Little is known about how differences in VSG proteins relate to parasite biology or whether there could be biological consequences to the expression of specific VSG N- or C-terminal types. Type A var genes in Plasmodium falciparum infection are associated with severe malaria (44–48), and similar mechanisms have been hypothesized to exist in Trypanosoma vivax and Trypanosoma congolense infections (49–52). In T. brucei, several VSGs have evolved specific functions beside antigenic variation (52). The first type B VSG structure was recently solved (53), revealing a unique O-linked carbohydrate in the VSG’s N-terminal domain that interfered with the generation of protective immunity in a mouse infection model. Perhaps structural differences between each VSG type, including glycosylation patterns, could influence infection outcomes. Further research will be needed to determine whether the observed predominance of type B VSGs could influence the biology of T. b. gambiense infection.

Another possibility that we cannot rule out, however, is that the gHAT samples are biased due to selection by the serological test used for diagnosis. Patients were screened for T. b. gambiense infection using the CATT, a serological test that uses parasites expressing VSG LiTat 1.3 as an antigen. LiTat 1.3 contains a type B2 N-terminal domain (54, 55). Patients infected with parasites predominantly expressing type B VSGs may be more likely to generate antibodies that cross-react with LiTat 1.3, resulting in preferential detection of these cases. In contrast, T. b. rhodesiense can only be diagnosed microscopically, removing the potential to introduce bias through screening. It remains to be investigated whether samples from patients diagnosed using newer screening tests, which include the invariant surface glycoprotein ISG65 and the type A VSG LiTat 1.5 (22), would show similar bias toward the expression of type B VSGs.

Such a bias, if it exists, would be important to understand, as it could affect the ability to detect a subset of gHAT infections. The diversity and corresponding divergence of expressed VSGs from publicly available genomic sequences could have similar implications. Although diversity in T. b. gambiense infection appeared lower overall than previous measurements from experimental mouse infections (16, 17, 25), the correlation that we observed between parasitemia and diversity in T. b. gambiense isolates suggests that our sampling was incomplete. Indeed, in our analysis of T. b. rhodesiense infection (a more reasonable comparison to mouse infection given similar expression cutoffs and parasitemia), we observed diversity similar to or higher than what has been observed in T. b. brucei mouse infections. Moreover, T. b. rhodesiense patient CSF revealed another layer of diversity in VSG expression, with 5 VSGs expressed exclusively in this space. Although this observation is difficult to interpret without information about the precise timing of sample collection, a recent study in mice showed that extravascular spaces harbor much of the antigenic diversity during infection (56). It is exciting to speculate that different organs or body compartments could harbor different sets of VSGs in humans as well.

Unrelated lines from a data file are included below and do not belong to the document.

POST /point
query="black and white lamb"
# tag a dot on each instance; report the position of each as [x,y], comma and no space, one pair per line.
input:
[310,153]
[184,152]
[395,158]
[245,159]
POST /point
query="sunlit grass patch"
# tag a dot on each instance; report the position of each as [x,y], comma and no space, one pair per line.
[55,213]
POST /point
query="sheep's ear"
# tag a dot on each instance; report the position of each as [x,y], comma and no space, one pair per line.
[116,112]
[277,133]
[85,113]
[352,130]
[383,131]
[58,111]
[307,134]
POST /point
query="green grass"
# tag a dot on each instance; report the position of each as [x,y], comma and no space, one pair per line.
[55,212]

Overall, our analysis of VSG expression in T. b. gambiense and T. b. rhodesiense patients confirmed the long-held assumption that VSG diversity is a feature of natural infection. One potential consequence of this striking diversity is that the genomic VSG repertoire might be exploited very rapidly, creating pressure for the parasite to diversify its VSG repertoire as the mammalian host generates antibodies against each expressed VSG. Our results are consistent with this, revealing extreme divergence in the patient VSGs from 36 publicly available T. b. gambiense whole-genome sequencing data sets. Even when mapping relatively short 30-bp genomic sequences to each VSG, we could only find evidence for ~30% of each VSG ORF. Without assembled genomes, it is difficult to infer recombination patterns or mechanisms from this analysis. The fact that only very short stretches of homology could be found within the N-terminal domain, however, is consistent with recombination through microhomology-mediated end joining, a DNA repair mechanism that uses short stretches of homology (5 to 20 bp) to repair DNA damage (57). This appears to be the favored form of DNA repair in the VSG expression site and has been hypothesized to play a role in VSG switching (57, 58). The data presented here suggest this mechanism, or a similar one, may play a role in diversification of the VSG repertoire as well.

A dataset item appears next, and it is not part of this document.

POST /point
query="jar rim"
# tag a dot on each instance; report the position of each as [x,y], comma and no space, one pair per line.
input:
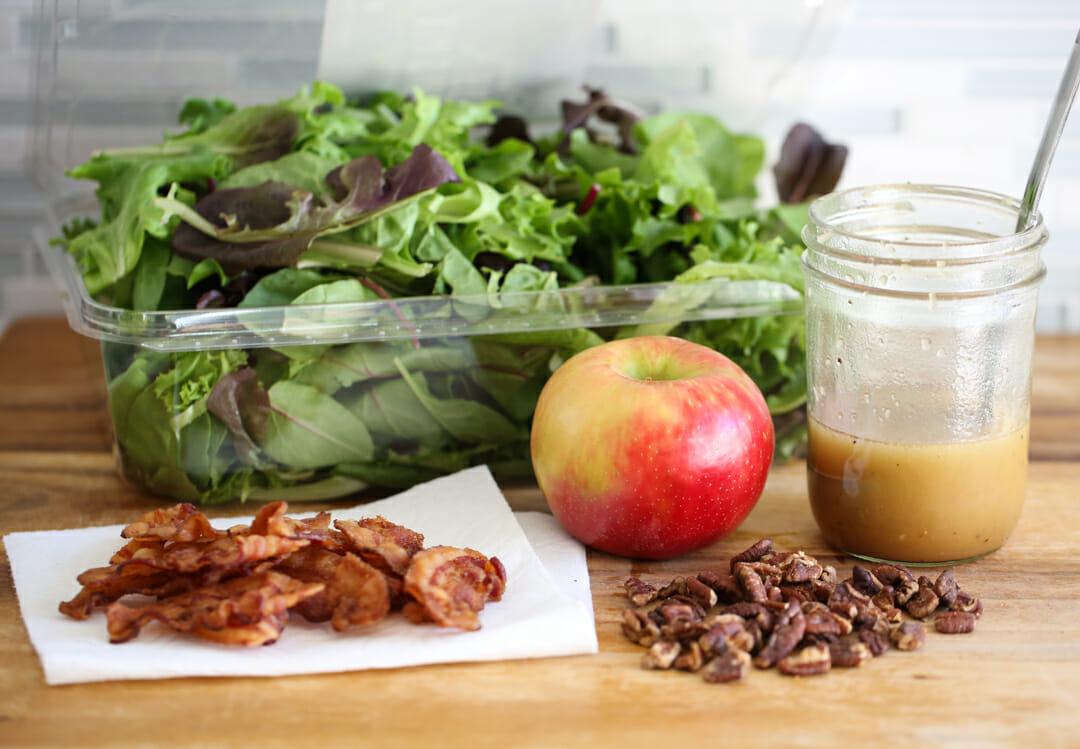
[824,212]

We also observed divergence between geographically separate parasite populations. Past research has shown that the sensitivity of serological tests for gHAT, which detect antibodies against the LiTat 1.3 VSG, vary regionally, potentially due to differences in the underlying genomic or expressed VSG repertoire in circulating strains (54, 55). Our data are consistent with such a possibility, with the VSGs expressed in patients from the DRC sharing more sequence similarity with isolates from the same country than those from Côte d’Ivoire. Geographic variation has been observed in var gene repertoires of Plasmodium falciparum (59) and the VSG repertoire of Trypanosoma vivax, another African trypanosome (51). A better understanding of such differences in T. brucei could inform the development of future HAT diagnostics.

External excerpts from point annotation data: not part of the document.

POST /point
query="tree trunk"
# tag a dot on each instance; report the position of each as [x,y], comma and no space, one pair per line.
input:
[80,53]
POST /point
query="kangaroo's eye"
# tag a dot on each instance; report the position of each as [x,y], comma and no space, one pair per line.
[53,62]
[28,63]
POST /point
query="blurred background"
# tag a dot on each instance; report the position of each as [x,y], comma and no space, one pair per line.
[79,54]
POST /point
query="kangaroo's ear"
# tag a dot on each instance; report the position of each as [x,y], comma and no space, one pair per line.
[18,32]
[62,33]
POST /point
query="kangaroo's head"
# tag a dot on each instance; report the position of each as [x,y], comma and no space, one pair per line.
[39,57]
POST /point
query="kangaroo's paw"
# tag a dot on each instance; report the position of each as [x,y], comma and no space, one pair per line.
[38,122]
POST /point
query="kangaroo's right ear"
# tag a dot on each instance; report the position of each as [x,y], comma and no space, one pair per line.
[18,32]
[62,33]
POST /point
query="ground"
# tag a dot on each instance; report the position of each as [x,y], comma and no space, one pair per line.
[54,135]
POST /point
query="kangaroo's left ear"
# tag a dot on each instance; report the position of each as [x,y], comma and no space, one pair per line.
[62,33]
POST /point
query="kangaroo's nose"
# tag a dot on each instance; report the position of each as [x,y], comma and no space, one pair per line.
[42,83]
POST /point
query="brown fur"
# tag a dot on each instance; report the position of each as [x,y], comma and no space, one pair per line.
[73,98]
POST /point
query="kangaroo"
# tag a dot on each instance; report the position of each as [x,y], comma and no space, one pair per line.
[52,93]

The positions of divergent regions within the VSG protein demonstrate the enormous pressure exerted by host antibody on the repertoire of T. b. gambiense. While the C termini of patient VSGs were well-represented, the majority of each N-terminal sequence was undetectable in the 36 genomes that we analyzed. Notably, in even the most conserved VSG N termini, sequences encoding the top lobe of the VSG were completely absent from the genomes that we analyzed. VSG proteins are packed together very closely on the parasite cell surface, presumably preventing host antibody from accessing epitopes close to or within the C terminus (32). Thus, those regions with no nucleotide similarity correspond directly to the parts of the VSG protein most likely to be exposed to host antibody.

In addition to confirming that certain aspects of antigenic variation observed in experimental T. brucei infection are features of natural infection, this study has revealed unique features of the process in T. b. gambiense. This subspecies appears to preferentially express certain VSG N termini, which could be related to the unique biology of the parasite. Additionally, wild VSG repertoires may be more diverse than previously expected with potential geographic variation. While mouse models can recapitulate certain aspects of the process, new biology remains to be uncovered by studying antigenic variation in its natural context.

MATERIALS AND METHODS

Ethics statement.

The blood specimens from T. b. gambiense-infected patients were collected within the projects, “Longitudinal follow-up of CATT seropositive, trypanosome negative individuals (SeroSui)” and “An integrated approach for identification of genetic determinants for susceptibility for trypanosomiasis (TrypanoGEN)” (60). In France, the SeroSui study received approval from the Comité Consultatif de Déontologie et d’Ethique (CCDE) of the French National Institute for Sustainable Development Research (IRD), May 2013 session. In Belgium, the study received approval from the Institutional Review Board of the Institute of Tropical Medicine (reference 886/13) and the Ethics Committee of the University of Antwerp (B300201318039). In the Democratic Republic of the Congo, the projects SeroSui and TrypanoGEN were approved by the Ministry of Health through the Ngaliema Clinic of Kinshasa (references 422/2013 and 424/2013). Participants gave their written informed consent to participate in the projects. For minors, additional written consent was obtained from their legal representative.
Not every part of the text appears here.